Johnson, who started Pete’s Greens in 1995 and bought the farm’s current 190 acres in 2003, is looking ahead. Construction of the farm’s new barn started in early March, and will most likely be completed by June. According to Johnson, who build a solar greenhouse at the College for his senior thesis, the new structure will be “a pretty ecologically sound building,” with a renewable energy component. He is considering either burning wood or installing solar panels.
“We are really excited,” he said. “The planning has been fun. We have learned a lot.”
Other groups have played an important role in the barn’s construction as well. Johnson and his farm crew are extremely grateful for the community support after the fire, both financially and emotionally. In addition to letters and cards of support from customers, local organizations have stepped up fundraising efforts for the farm. A benefit concert at Higher Ground in Burlington, Vt. raised about $25,000 for the reconstruction. The Mad River Valley Localvores, a group that encourages people in the area to eat locally, organized an online auction that allowed businesses and individuals to donate items or to place a bid. The auction brought in over $65,000, said the group’s co-founder, Robin McDermott.
McDermott, a Wakefield, Vt. resident and a friend of Johnson, organized the auction along with Nancy Baron, former CSA manager at Pete’s Greens. The two wanted to give people an opportunity to help the farm in an easy way. According to McDermott, the auction, which ran for just one week, raised, “the most amount of money in the least amount of time with the least amount of work.”
“Pete’s Greens is such an important member of the farming community,” said McDermott. “Pete’s … the guy that’s led the way. He’s kind of like the role model. He needs to be up and running to continue to be that role model.”
Even others outside the community have reached out. Though the Middlebury Natural Foods Co-op (MNFC) purchases only $6,000 or $7,000 worth of produce from Pete’s Greens per year (a relatively small amount), general manager Glenn Lower supported the Localvore’s online auction and other fundraising efforts. The College even helped publicize the auction McDermott set up by advertising it on the College’s Facebook profile.
Generally, support from the community has been overwhelming for Johnson.
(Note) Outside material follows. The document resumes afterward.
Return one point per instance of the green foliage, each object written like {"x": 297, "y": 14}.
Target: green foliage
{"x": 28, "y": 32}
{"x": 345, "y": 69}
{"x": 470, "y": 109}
“It’s been way beyond what I’ve imagined,” he said. “It just really feels like people are rooting for us.”
In keeping with the local spirit, Johnson plans to “pay it forward” in two or three years by starting a fund for other farms that have sustained similar disasters and for school programs. After seeing the Localvore’s success, he is also considering organizing an online auction.
“We are hopefully turning this bad event … to build a movement to support small ag[riculture] in the state,” said Johnson. “It was given with such care and love and needs to come back around. It really needs to keep doing its good work.”